Confluent HUVECs or HMEC-1 were treated with archazolid (arch) or DMSO (co) for 24 h. (A) Cathepsin B (catB) activity was measured in cell lysates of treated endothelial cells by using a fluorogenic cathepsin B substrate. Data are expressed as mean ± SEM (HUVECs n = 5; HMEC-1 n = 4). *p ≤ 0.05 versus DMSO control. (B) Western blot analysis of mature cathepsin B was performed and quantified densitometrically. Actin served as loading control. Data are expressed as mean ± SEM (n = 4). *p ≤ 0.05 versus DMSO control. One representative blot out of three independently performed experiments is shown.
Fig 9.
Overexpression of cathepsin B in endothelial cells attenuates both the basal and the archazolid-induced tumor cell adhesion.

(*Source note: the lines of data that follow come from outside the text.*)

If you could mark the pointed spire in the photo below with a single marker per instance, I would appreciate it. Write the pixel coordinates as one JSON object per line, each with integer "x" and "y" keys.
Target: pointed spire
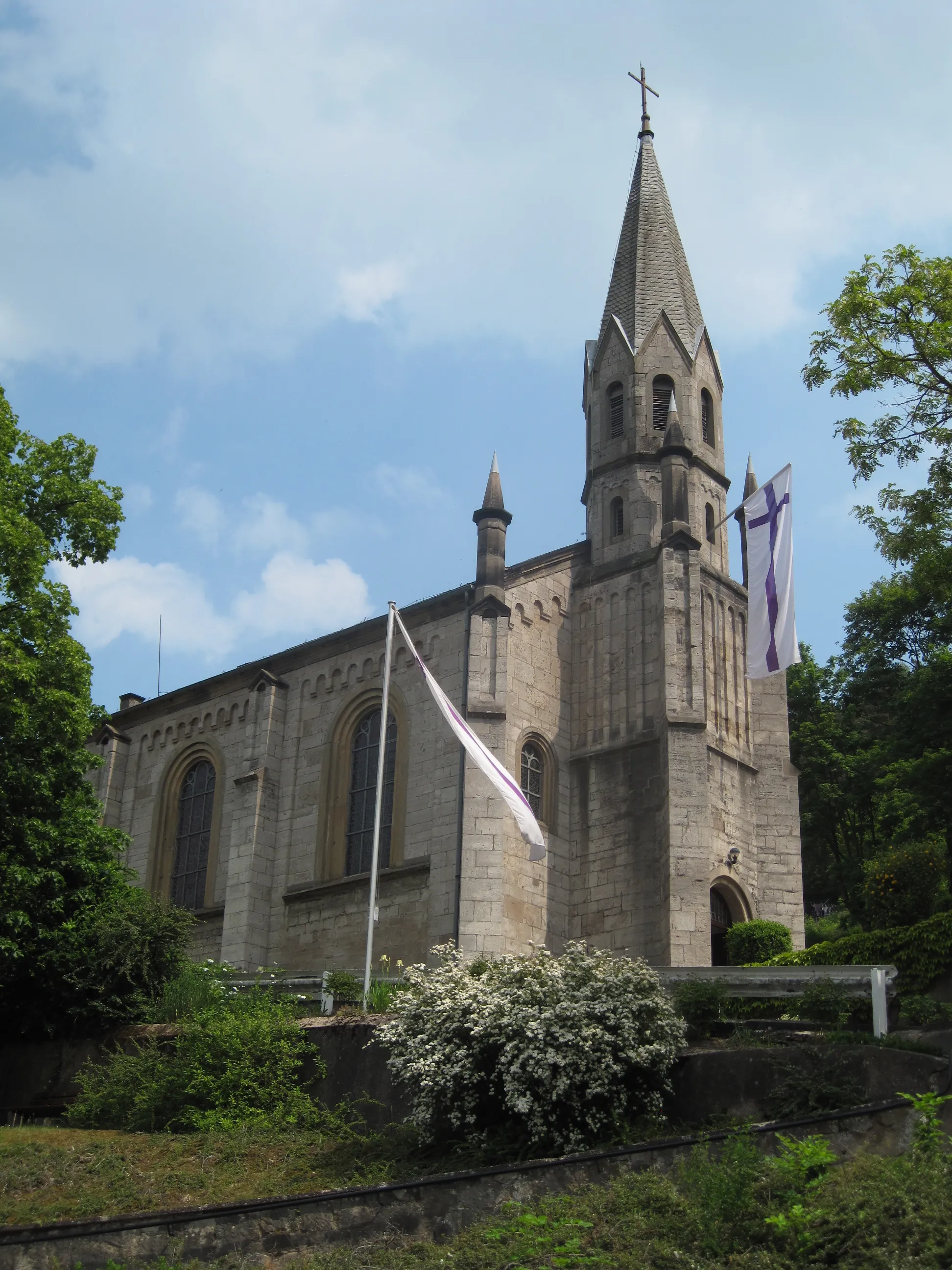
{"x": 749, "y": 481}
{"x": 650, "y": 269}
{"x": 493, "y": 498}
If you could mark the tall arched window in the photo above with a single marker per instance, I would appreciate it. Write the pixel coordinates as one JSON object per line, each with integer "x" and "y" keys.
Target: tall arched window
{"x": 616, "y": 411}
{"x": 662, "y": 391}
{"x": 193, "y": 837}
{"x": 616, "y": 516}
{"x": 362, "y": 794}
{"x": 708, "y": 417}
{"x": 531, "y": 773}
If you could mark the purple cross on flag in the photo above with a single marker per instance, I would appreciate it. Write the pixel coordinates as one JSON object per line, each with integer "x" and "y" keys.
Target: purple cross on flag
{"x": 772, "y": 633}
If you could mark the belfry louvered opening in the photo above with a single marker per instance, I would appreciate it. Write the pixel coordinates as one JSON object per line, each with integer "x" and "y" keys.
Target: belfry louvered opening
{"x": 708, "y": 417}
{"x": 616, "y": 412}
{"x": 618, "y": 517}
{"x": 662, "y": 391}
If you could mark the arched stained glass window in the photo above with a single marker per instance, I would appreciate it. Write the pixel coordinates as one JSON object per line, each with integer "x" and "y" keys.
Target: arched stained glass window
{"x": 616, "y": 411}
{"x": 710, "y": 524}
{"x": 193, "y": 836}
{"x": 365, "y": 755}
{"x": 531, "y": 777}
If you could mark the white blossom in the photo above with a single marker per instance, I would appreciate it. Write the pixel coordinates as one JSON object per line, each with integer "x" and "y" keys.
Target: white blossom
{"x": 568, "y": 1048}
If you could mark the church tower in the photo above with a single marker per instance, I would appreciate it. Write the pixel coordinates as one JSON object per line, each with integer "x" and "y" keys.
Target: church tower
{"x": 686, "y": 803}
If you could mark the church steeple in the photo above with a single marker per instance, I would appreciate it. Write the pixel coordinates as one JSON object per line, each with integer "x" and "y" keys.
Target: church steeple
{"x": 650, "y": 269}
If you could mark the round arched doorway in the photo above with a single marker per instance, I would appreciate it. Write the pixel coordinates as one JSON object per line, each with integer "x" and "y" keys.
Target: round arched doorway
{"x": 721, "y": 923}
{"x": 728, "y": 907}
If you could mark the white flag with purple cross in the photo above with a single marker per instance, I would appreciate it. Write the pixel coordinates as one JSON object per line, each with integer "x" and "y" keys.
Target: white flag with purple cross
{"x": 772, "y": 632}
{"x": 484, "y": 758}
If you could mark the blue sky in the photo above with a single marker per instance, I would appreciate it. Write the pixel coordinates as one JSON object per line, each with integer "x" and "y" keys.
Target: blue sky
{"x": 299, "y": 269}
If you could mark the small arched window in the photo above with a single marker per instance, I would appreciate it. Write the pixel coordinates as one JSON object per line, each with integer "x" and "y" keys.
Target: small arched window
{"x": 708, "y": 417}
{"x": 362, "y": 794}
{"x": 662, "y": 391}
{"x": 531, "y": 773}
{"x": 616, "y": 412}
{"x": 616, "y": 515}
{"x": 193, "y": 837}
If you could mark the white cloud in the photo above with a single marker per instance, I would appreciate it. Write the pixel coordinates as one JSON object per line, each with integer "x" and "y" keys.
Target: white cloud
{"x": 214, "y": 185}
{"x": 136, "y": 497}
{"x": 365, "y": 293}
{"x": 125, "y": 595}
{"x": 409, "y": 487}
{"x": 300, "y": 597}
{"x": 297, "y": 599}
{"x": 267, "y": 526}
{"x": 201, "y": 513}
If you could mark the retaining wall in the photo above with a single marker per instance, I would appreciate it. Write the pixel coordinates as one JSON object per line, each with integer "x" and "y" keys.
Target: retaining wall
{"x": 430, "y": 1208}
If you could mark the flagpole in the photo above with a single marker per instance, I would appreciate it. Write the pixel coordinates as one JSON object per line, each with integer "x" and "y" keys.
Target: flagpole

HUVECs were transfected with a plasmid containing human cathepsin B (catB) or the empty vector (pcDNA3.1(-)delta MCS). After 48 h cells were treated with 1 nM archazolid (arch) or DMSO (co) for 24 h. (A) The expression of cathepsin B was determined by western blot analysis. One representative blot out of three independently performed experiments is shown. Actin served as loading control. (B) Untreated MDA-MB-231 cells were labeled with CellTracker Green CMFDA Dye, added to the HUVEC monolayer and were allowed to adhere for 10 min. Non-adherent MDA-MB-231 cells were washed off. The adhesion was quantified by measuring the fluorescence signal using a plate reader. Data are expressed as mean ± SEM (n = 7). *p ≤ 0.05 versus DMSO (control transfection). #p ≤ 0.05 versus 1 nM archazolid (control transfection).